Search online. To find Rock Steady affiliates, click "Find a Class" on the Rock Steady website at rocksteadyboxing.org. Affiliates are independently owned and set their own prices; contact locations for details. For information about Knock Out Parkinson's, PD Gladiators, and Punching Out Parkinson's, go to knockoutparkinsons.com ($70 a month; the first class is a free assessment), pdgladiators.org ($70 to $80 a month), and punchingoutparkinsons.org (classes are subsidized by fundraisers, so they are free or very low-cost), respectively. You'll also likely find local options by typing "Parkinson's boxing program" into a web browser. "If the exact club doesn't come up, local news outlets often have done stories and may have links," says Mark Royce, founder of Knock Out Parkinson's.

Check certification. Make sure the people running the program understand Parkinson's disease. If they haven't been certified by an organization like Rock Steady—certification indicates that they've been informed about aspects of working with people with Parkinson's disease, such as how symptoms can change abruptly and how to adapt exercises to level-based class formats—check the program's website for program directors, coaches, managers, advisors, board members, or supporting organizations with a background in neurology.

Observe before starting. Ask to watch a class before making any decisions. "I've seen two or three people decide it's not their cup of tea," says Lee Goderstad of Minneapolis, who joined Knock Out Parkinson's in March 2016.

Consider a commitment. Participants often say that the benefits become noticeable after about three months. "A year ago, I needed to grab a handle to propel myself out of a car," says Goderstad. "Now I just swing my legs out and start walking like anybody else, except a little slower."

The urge to return to the gym may be one of the most important benefits. "I hear good reports about boxing, even from patients who use assistive devices for gait and balance," says Lisa M. Shulman, MD, FAAN, professor of neurology and director of the University of Maryland Parkinson's Disease and Movement Disorders Center in Baltimore. "People are so enthusiastic that they stay motivated to show up at the gym. And showing up is more than half the battle."

Assess your medication. Work with your neurologist to optimize your medication regimen so that your function is highest while exercising, advises Adolfo Ramirez-Zamora, MD, associate professor of neurology at the University of Florida Center for Movement Disorders and Neurorestoration in Gainesville. Exercise may even help minimize side effects such as sleepiness, lack of motivation, and fatigue. "We need better research in this area," he says, "but many people report a beneficial effect on alertness and energy."

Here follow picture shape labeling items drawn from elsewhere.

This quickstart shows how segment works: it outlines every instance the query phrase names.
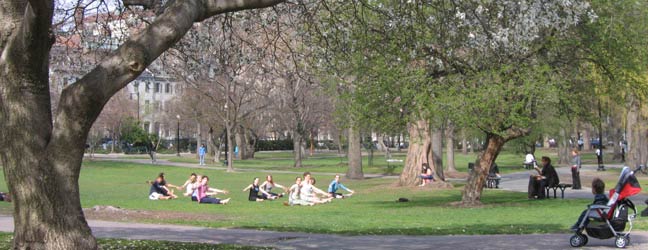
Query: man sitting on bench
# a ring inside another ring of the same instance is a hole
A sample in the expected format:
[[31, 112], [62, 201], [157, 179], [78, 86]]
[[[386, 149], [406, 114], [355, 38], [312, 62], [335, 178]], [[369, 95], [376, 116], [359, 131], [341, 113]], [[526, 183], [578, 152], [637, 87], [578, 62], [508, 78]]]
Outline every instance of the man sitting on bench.
[[544, 199], [545, 188], [555, 187], [560, 183], [556, 169], [551, 165], [549, 157], [542, 157], [542, 170], [535, 167], [539, 175], [529, 177], [529, 199]]
[[[491, 166], [491, 169], [488, 172], [488, 179], [492, 180], [495, 183], [495, 188], [499, 188], [499, 180], [502, 179], [502, 176], [500, 176], [499, 167], [495, 162], [493, 162], [493, 165]], [[490, 188], [492, 188], [492, 186]]]

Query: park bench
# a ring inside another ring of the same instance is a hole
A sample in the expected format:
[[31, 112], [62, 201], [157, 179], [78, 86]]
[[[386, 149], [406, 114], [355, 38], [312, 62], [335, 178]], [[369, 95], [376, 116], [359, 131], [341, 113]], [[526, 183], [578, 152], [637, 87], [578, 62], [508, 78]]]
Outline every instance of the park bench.
[[565, 189], [572, 187], [572, 184], [567, 184], [567, 183], [560, 183], [555, 186], [547, 186], [545, 187], [547, 198], [551, 198], [551, 195], [549, 194], [550, 190], [553, 189], [554, 191], [554, 199], [557, 198], [556, 196], [556, 190], [560, 189], [560, 198], [565, 199]]

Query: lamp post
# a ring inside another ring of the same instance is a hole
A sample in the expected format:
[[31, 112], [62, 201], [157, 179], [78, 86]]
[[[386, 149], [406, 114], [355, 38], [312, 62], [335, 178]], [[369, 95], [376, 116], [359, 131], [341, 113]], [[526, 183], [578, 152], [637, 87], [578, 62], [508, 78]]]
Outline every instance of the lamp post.
[[180, 156], [180, 115], [176, 115], [176, 118], [178, 118], [178, 127], [176, 129], [176, 156]]

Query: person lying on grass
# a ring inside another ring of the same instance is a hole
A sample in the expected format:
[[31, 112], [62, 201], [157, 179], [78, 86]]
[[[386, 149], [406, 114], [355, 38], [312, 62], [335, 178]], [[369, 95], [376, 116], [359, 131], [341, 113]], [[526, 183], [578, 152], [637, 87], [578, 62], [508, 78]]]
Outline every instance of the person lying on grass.
[[0, 201], [11, 202], [11, 195], [9, 193], [0, 192]]
[[[243, 192], [246, 192], [250, 190], [250, 195], [248, 196], [249, 201], [264, 201], [266, 199], [274, 200], [277, 198], [277, 196], [273, 196], [266, 192], [265, 190], [261, 189], [259, 186], [259, 177], [254, 177], [254, 180], [252, 181], [252, 184], [248, 185], [246, 188], [243, 189]], [[259, 194], [261, 193], [261, 194]]]
[[[212, 197], [207, 194], [207, 192], [210, 190], [209, 188], [209, 177], [208, 176], [203, 176], [200, 185], [198, 186], [198, 203], [200, 204], [227, 204], [230, 201], [230, 198], [221, 200], [216, 197]], [[223, 192], [225, 193], [225, 192]]]
[[[300, 198], [315, 204], [331, 202], [331, 199], [333, 199], [331, 198], [331, 195], [315, 187], [315, 183], [315, 178], [313, 178], [310, 173], [304, 173], [304, 181], [302, 182], [301, 190], [299, 191], [301, 194]], [[318, 197], [317, 195], [322, 197]]]
[[[188, 186], [188, 188], [193, 189], [193, 193], [191, 194], [191, 201], [198, 201], [198, 187], [202, 185], [202, 179], [203, 177], [201, 175], [197, 175], [196, 182], [193, 185]], [[229, 191], [208, 187], [206, 194], [208, 196], [216, 196], [217, 194], [229, 194]]]
[[149, 190], [149, 199], [150, 200], [169, 200], [178, 198], [178, 196], [173, 194], [166, 186], [166, 181], [164, 180], [164, 173], [160, 173], [155, 181], [147, 181], [151, 184], [151, 189]]
[[336, 174], [335, 179], [333, 179], [333, 181], [331, 181], [331, 184], [329, 184], [329, 188], [328, 188], [329, 195], [331, 195], [331, 197], [333, 197], [333, 198], [343, 199], [345, 197], [345, 195], [343, 195], [342, 193], [338, 193], [337, 192], [338, 189], [343, 189], [343, 190], [346, 190], [347, 192], [349, 192], [349, 194], [346, 195], [347, 197], [351, 196], [351, 195], [353, 195], [353, 193], [355, 193], [353, 190], [348, 189], [347, 187], [342, 185], [342, 183], [340, 183], [340, 175]]
[[[273, 193], [272, 189], [275, 188], [275, 187], [283, 189], [283, 192], [280, 193], [280, 194]], [[266, 191], [267, 193], [269, 193], [269, 194], [271, 194], [273, 196], [276, 196], [277, 198], [283, 197], [285, 195], [285, 192], [287, 192], [286, 187], [280, 185], [279, 183], [274, 182], [274, 180], [272, 179], [272, 175], [266, 176], [266, 181], [264, 181], [261, 184], [261, 189], [263, 189], [263, 191]], [[264, 194], [264, 196], [265, 196], [265, 194]], [[268, 199], [268, 197], [265, 197], [265, 199]]]
[[295, 184], [288, 189], [288, 201], [284, 202], [285, 206], [312, 206], [315, 203], [301, 199], [302, 178], [295, 178]]

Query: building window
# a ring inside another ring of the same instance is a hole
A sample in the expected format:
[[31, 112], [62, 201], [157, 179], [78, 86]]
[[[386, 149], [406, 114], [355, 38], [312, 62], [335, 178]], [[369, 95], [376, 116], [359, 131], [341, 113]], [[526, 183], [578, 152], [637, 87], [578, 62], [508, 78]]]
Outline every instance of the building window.
[[145, 123], [144, 123], [144, 131], [146, 131], [146, 133], [149, 133], [149, 132], [150, 132], [150, 130], [149, 130], [150, 128], [151, 128], [151, 123], [149, 123], [149, 122], [145, 122]]

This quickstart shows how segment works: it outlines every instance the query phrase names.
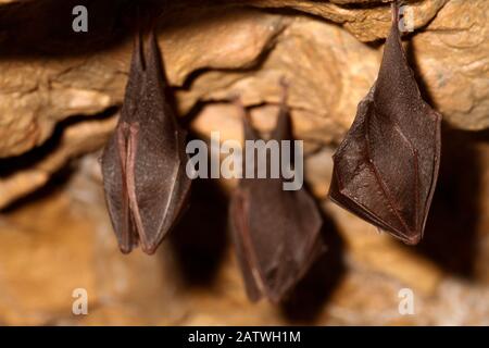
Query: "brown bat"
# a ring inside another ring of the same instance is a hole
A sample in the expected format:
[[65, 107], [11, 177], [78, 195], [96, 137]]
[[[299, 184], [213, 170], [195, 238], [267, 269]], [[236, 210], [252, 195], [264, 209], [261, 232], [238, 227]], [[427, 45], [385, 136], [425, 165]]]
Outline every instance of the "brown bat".
[[138, 35], [118, 124], [102, 154], [105, 200], [122, 252], [138, 245], [153, 253], [178, 216], [190, 187], [186, 134], [165, 94], [166, 80], [151, 30]]
[[[244, 139], [260, 139], [240, 108]], [[288, 140], [289, 123], [284, 92], [272, 138]], [[254, 167], [264, 160], [255, 157]], [[271, 163], [269, 152], [266, 162]], [[248, 297], [253, 301], [262, 296], [273, 302], [283, 300], [324, 251], [316, 203], [305, 189], [284, 190], [283, 183], [283, 178], [242, 178], [231, 198], [230, 229]]]
[[378, 78], [334, 154], [333, 201], [406, 244], [423, 237], [440, 164], [441, 115], [421, 97], [397, 2]]

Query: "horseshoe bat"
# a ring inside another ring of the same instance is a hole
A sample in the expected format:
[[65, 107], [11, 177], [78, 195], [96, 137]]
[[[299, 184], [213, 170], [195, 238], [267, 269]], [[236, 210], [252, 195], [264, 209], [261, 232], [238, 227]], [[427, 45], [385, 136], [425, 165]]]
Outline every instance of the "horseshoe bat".
[[138, 245], [154, 253], [188, 196], [186, 134], [166, 87], [154, 32], [146, 50], [139, 33], [121, 116], [101, 159], [105, 201], [123, 253]]
[[334, 154], [329, 198], [405, 244], [424, 233], [440, 165], [441, 115], [421, 97], [398, 4], [378, 78]]
[[[290, 138], [290, 120], [280, 103], [272, 139]], [[241, 109], [246, 140], [261, 139]], [[246, 158], [246, 149], [243, 158]], [[254, 157], [254, 169], [264, 158]], [[267, 152], [266, 163], [271, 163]], [[263, 165], [263, 163], [261, 163]], [[244, 170], [243, 170], [244, 172]], [[231, 197], [230, 231], [248, 297], [283, 300], [324, 251], [322, 217], [312, 197], [302, 187], [284, 190], [283, 178], [241, 178]]]

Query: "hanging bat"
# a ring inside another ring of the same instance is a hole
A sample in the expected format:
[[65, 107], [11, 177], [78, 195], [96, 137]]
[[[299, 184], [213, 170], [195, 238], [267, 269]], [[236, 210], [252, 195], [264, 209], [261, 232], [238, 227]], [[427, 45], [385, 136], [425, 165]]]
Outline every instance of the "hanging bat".
[[186, 134], [168, 104], [153, 30], [146, 50], [141, 41], [139, 34], [121, 117], [102, 154], [102, 174], [121, 251], [140, 245], [151, 254], [181, 211], [190, 179]]
[[378, 78], [334, 154], [330, 199], [415, 245], [440, 164], [441, 115], [421, 97], [401, 44], [398, 4]]
[[[272, 134], [278, 141], [290, 138], [285, 95]], [[259, 140], [244, 108], [240, 108], [244, 139]], [[254, 169], [264, 160], [255, 157]], [[269, 160], [268, 152], [266, 163]], [[314, 200], [303, 188], [284, 190], [283, 183], [283, 178], [241, 178], [231, 197], [231, 235], [247, 294], [253, 301], [263, 296], [272, 302], [283, 300], [324, 251], [323, 222]]]

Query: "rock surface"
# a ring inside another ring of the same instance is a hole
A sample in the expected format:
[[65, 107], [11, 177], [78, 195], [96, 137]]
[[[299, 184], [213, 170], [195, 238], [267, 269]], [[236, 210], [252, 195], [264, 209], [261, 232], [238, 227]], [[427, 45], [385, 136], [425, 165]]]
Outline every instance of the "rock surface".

Stay safe. Work with a coach or fitness trainer on a plan that takes into account your individual symptoms and patterns. If you have trouble with balance or are otherwise at risk of falling, consider having a care partner accompany you to the gym.

Lobby for a program. If no program exists in your area, find a local health care or fitness organization that might be willing to send someone for training. "It's a great add-on program for boxing clubs that already have equipment and often sit empty at certain times of day," says Rock Steady executive director Joyce Johnson.